Big Data - What's the Big Deal? by Jose

Part 1 of 2

July 25, 2012

BIG DATA is more than just the fancy new buzzword, though the term has been around for a very long time. As a matter of fact, it’s been used in many different ways recently, creating a lot of confusion. Traditionally reserved for analytics applications, it now extends into other areas of extreme content growth. It can come in the form of “human information” – meaning person-to-person communication like emails, videos, phone calls, voicemails and social media updates, as well as extreme data sets filled with information generated through sensors, tags, GPS signals, etc. Big data presents some very real organizational barriers – but also some good opportunities.

According to IBM, we create 2.5 quintillion (or 2.518) bytes of data every day with 90 percent of the data in the world created in the last two years alone.
What does this mean in context? For example, let’s say every hour Walmart handles one million transactions, feeding a database of 2.5 petabytes, which is almost 170 times the data in the Library of Congress.
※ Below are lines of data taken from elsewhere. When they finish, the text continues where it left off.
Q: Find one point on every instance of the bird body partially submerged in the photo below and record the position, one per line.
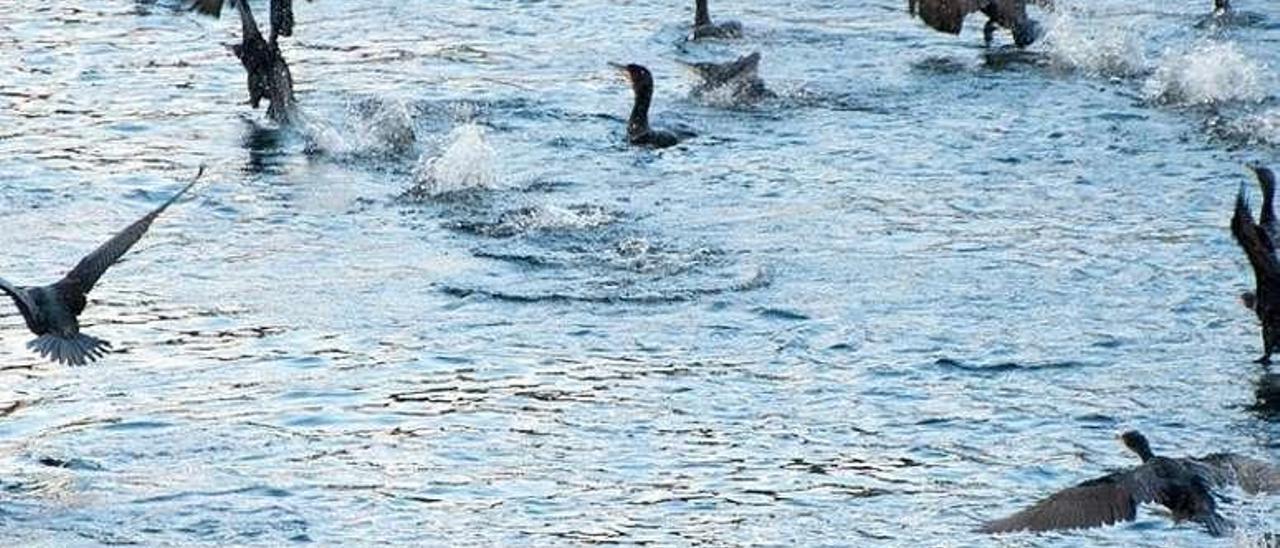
(739, 78)
(1257, 241)
(282, 14)
(51, 311)
(1182, 485)
(268, 74)
(639, 132)
(949, 16)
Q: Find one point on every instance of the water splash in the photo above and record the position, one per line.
(466, 163)
(544, 218)
(1210, 73)
(371, 127)
(1095, 49)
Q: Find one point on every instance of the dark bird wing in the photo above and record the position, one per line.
(208, 7)
(744, 67)
(946, 16)
(1101, 501)
(22, 300)
(1116, 497)
(1251, 474)
(91, 268)
(282, 18)
(1257, 247)
(1267, 218)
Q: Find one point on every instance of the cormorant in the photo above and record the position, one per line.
(740, 76)
(268, 72)
(1183, 485)
(638, 126)
(704, 28)
(51, 310)
(282, 14)
(947, 16)
(1257, 240)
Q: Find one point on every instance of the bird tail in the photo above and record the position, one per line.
(74, 350)
(208, 7)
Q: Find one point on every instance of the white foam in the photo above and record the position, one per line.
(467, 161)
(1210, 73)
(387, 128)
(1262, 127)
(1096, 49)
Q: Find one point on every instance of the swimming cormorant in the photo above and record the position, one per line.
(947, 16)
(638, 126)
(740, 77)
(51, 311)
(1257, 240)
(704, 28)
(1225, 16)
(1183, 485)
(268, 73)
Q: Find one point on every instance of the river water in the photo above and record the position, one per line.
(924, 286)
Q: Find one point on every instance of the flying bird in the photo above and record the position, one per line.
(51, 311)
(638, 124)
(1257, 240)
(947, 16)
(1183, 485)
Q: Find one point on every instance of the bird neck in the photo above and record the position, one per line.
(1143, 451)
(1269, 193)
(703, 17)
(639, 120)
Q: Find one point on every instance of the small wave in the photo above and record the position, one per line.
(946, 362)
(1210, 73)
(467, 163)
(545, 218)
(1095, 49)
(1251, 129)
(759, 279)
(373, 128)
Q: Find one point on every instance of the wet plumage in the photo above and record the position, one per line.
(705, 28)
(639, 132)
(51, 311)
(268, 74)
(1183, 485)
(282, 14)
(739, 78)
(1257, 241)
(949, 16)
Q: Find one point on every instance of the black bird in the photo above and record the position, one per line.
(1183, 485)
(638, 126)
(1257, 240)
(740, 77)
(282, 14)
(51, 311)
(704, 28)
(268, 73)
(1225, 16)
(947, 16)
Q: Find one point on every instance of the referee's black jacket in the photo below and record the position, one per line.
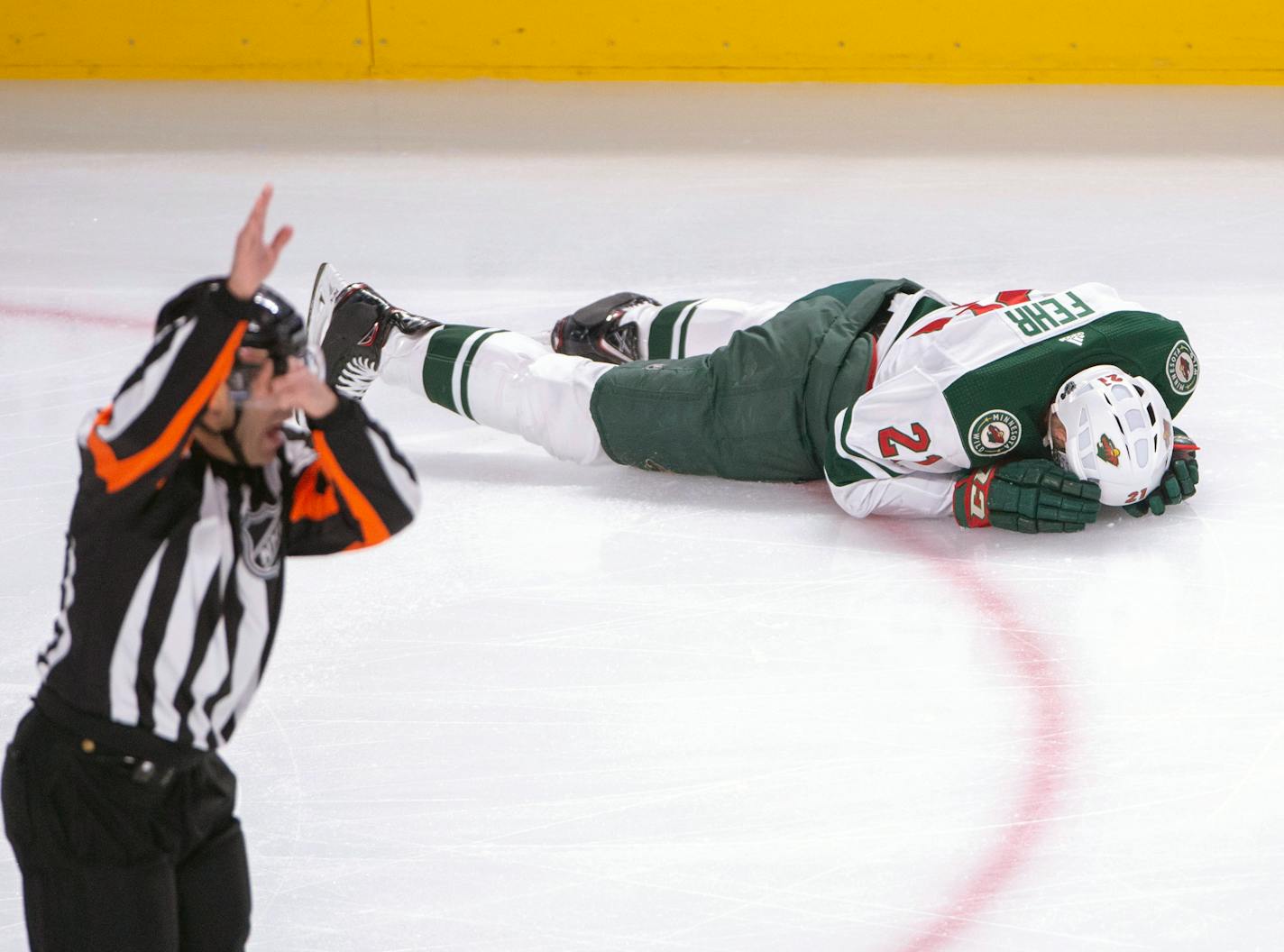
(176, 561)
The entire collection of the junk delivered by the U.S. Postal Service in one year is equal to five petabytes, while Google processes that amount of data in just one hour. The total amount of information in existence is estimated at a little over something called a “zettabyte”, yet the U.S. Office of Weights and Measures has coined a term for the amount of data too big to yet imagine – a “yottabyte”. (Yes, I had to look up new terms and do a little research because I am still trying to wrap my head around this!)

Recently, Joel Richard of the Smithsonian gave a incredible presentation on “Implementing a Linked Open Data Set” at this past week’s SLA Conference in Chicago. His presentation focused on some actual linked data sets and how it has grown over the past five years. As he mentioned in his presentation, back in 2007 there were only a handful of data sets, according to Richard Cyganiak’s “searching.” Between 2009 and 2010 the number of items doubled. As of September 2011 there were 295 data sets listed. There are probably more being added every day.
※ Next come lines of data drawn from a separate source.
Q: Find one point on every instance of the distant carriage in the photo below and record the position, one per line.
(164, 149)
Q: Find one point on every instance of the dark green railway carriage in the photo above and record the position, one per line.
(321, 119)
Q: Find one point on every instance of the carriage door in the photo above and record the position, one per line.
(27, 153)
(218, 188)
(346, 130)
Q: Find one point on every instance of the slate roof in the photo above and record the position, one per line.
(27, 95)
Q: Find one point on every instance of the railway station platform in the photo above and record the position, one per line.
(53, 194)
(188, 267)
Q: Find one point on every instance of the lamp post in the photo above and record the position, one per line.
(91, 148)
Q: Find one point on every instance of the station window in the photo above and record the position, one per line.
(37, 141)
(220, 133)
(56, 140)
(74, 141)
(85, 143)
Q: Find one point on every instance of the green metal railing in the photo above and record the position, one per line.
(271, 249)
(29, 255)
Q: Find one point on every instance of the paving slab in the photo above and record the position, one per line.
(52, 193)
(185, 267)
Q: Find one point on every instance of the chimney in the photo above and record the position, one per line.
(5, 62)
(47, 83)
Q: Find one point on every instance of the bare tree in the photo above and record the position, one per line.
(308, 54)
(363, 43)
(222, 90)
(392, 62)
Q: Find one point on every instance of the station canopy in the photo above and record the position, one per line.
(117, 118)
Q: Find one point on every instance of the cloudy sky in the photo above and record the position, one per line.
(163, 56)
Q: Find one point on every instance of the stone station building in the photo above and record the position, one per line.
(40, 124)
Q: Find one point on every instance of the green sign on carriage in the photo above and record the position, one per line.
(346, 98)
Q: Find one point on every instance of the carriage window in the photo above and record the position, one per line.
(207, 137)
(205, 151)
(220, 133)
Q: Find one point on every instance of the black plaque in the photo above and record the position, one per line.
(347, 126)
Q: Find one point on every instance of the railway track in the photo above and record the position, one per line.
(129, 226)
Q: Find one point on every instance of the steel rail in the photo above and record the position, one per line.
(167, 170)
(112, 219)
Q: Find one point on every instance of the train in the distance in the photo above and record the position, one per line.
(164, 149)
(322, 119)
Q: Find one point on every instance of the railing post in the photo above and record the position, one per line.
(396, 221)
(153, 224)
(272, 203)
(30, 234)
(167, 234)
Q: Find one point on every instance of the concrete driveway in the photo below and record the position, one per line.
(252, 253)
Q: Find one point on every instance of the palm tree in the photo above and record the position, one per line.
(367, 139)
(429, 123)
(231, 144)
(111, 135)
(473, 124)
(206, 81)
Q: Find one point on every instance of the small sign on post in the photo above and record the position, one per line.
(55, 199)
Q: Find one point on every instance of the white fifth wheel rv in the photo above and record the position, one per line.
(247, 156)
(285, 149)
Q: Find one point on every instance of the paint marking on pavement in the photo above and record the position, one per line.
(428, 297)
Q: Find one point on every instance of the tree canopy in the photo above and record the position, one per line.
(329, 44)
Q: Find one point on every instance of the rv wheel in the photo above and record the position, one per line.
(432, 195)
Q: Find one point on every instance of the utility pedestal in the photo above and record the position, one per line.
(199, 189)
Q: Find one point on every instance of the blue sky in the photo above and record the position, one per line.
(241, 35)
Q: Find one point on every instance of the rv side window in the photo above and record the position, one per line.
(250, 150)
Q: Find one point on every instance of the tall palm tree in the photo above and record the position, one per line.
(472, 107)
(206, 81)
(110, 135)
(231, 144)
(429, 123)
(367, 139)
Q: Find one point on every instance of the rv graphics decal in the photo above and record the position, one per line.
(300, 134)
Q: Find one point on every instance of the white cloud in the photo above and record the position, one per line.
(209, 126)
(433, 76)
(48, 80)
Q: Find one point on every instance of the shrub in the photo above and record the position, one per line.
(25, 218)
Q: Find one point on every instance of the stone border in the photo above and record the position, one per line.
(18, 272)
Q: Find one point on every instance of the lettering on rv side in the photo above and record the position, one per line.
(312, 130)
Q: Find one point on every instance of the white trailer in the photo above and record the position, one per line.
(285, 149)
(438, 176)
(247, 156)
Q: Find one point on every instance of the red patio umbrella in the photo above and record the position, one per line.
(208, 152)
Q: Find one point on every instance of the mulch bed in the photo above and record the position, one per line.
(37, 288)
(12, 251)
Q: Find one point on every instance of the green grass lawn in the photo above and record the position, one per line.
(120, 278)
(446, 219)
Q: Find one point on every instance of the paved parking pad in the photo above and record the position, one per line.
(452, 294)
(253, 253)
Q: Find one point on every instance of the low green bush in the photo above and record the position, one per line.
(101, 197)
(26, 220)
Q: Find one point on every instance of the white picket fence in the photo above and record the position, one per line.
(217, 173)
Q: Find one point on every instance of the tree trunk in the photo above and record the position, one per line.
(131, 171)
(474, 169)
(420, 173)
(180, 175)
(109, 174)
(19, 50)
Organizations across all industries globally are struggling with how to retain, aggregate and analyze this mounting volume of “BIG DATA”. Interactivity is driving big data, with people and machines both consuming and creating it. Joel gave an example of what the Smithsonian is doing, having technology do the heavy lifting with data and having humans clean it up. 99.7 percent accuracy with technology. To me, that is astounding!
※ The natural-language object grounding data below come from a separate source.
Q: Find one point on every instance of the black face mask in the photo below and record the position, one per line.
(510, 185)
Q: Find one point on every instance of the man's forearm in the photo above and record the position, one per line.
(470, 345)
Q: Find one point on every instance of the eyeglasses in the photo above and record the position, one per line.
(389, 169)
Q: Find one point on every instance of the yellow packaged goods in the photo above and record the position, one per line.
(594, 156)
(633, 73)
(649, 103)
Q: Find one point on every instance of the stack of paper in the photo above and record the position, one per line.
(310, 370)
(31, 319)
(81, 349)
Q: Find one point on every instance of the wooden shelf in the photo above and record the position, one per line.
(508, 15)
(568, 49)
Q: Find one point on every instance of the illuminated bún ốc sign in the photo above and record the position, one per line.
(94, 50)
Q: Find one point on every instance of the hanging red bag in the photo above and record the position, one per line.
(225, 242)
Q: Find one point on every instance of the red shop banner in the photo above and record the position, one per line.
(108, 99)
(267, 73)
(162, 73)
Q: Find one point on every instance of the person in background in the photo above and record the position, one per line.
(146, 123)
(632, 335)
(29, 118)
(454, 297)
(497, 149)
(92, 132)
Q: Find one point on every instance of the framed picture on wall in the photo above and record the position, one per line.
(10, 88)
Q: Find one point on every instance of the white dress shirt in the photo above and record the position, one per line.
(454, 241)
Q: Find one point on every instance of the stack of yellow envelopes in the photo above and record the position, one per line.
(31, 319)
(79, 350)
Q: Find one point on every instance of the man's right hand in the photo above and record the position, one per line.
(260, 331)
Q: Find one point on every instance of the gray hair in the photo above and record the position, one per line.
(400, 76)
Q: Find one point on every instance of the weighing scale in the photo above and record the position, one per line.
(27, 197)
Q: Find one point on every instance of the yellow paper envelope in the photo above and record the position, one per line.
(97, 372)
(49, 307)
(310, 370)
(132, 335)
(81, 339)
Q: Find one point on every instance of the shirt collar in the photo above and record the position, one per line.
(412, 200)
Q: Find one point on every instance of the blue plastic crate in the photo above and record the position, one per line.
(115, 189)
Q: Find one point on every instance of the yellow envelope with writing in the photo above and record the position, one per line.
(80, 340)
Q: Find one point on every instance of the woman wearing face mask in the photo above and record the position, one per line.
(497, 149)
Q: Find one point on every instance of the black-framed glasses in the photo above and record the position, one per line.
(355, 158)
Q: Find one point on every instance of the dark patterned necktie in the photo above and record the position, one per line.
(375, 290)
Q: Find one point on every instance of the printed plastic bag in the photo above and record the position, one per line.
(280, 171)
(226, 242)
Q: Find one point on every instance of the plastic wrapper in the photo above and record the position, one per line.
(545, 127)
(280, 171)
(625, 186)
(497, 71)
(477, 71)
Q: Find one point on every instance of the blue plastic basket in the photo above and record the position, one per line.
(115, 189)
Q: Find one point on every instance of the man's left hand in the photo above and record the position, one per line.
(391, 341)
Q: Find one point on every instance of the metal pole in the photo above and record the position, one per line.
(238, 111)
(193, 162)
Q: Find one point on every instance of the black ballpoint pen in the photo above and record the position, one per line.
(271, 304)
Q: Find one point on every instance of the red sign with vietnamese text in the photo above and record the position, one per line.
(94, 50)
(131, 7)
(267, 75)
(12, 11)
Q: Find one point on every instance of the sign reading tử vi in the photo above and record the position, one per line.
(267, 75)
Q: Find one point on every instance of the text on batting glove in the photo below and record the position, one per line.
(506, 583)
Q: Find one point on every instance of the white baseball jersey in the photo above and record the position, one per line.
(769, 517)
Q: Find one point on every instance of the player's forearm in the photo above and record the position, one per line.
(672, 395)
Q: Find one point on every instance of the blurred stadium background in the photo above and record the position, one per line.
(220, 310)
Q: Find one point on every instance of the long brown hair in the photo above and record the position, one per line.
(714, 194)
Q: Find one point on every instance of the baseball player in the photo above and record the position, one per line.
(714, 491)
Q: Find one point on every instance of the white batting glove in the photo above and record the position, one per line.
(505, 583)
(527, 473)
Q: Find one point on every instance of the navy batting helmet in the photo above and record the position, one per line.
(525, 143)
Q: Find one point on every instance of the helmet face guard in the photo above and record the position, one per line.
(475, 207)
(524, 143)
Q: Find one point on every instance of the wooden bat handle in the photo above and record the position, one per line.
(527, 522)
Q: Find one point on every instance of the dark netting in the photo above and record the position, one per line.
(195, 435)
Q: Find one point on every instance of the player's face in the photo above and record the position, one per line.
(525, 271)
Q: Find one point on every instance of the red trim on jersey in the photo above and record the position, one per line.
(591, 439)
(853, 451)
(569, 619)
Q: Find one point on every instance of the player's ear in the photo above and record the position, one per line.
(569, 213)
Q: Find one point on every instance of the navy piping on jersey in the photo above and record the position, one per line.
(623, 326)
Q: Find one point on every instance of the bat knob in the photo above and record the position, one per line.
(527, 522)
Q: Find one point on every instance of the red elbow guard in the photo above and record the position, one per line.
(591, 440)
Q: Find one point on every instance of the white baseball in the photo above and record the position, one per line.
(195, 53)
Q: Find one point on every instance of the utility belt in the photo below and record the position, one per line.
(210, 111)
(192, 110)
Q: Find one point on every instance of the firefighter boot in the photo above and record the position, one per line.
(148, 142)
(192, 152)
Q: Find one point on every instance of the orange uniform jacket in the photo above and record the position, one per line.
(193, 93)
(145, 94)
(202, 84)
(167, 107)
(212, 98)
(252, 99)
Digital companies focused on becoming good at aggregating and analyzing the data created by the end users of their products, who then provide their customers with solid insights taken from that data are at a distinct competitive advantage over others in the marketplace. Big data is not just unlocking new information but new sources of economic and business value.

Linked data is a huge opportunity for a Digital Asset Management System. But how do we tame it? While I do not have the answers, it is clear that some of this BIG DATA should definitely be a part of your DAMS, not just for monetizing, but also for long-term archival strategies.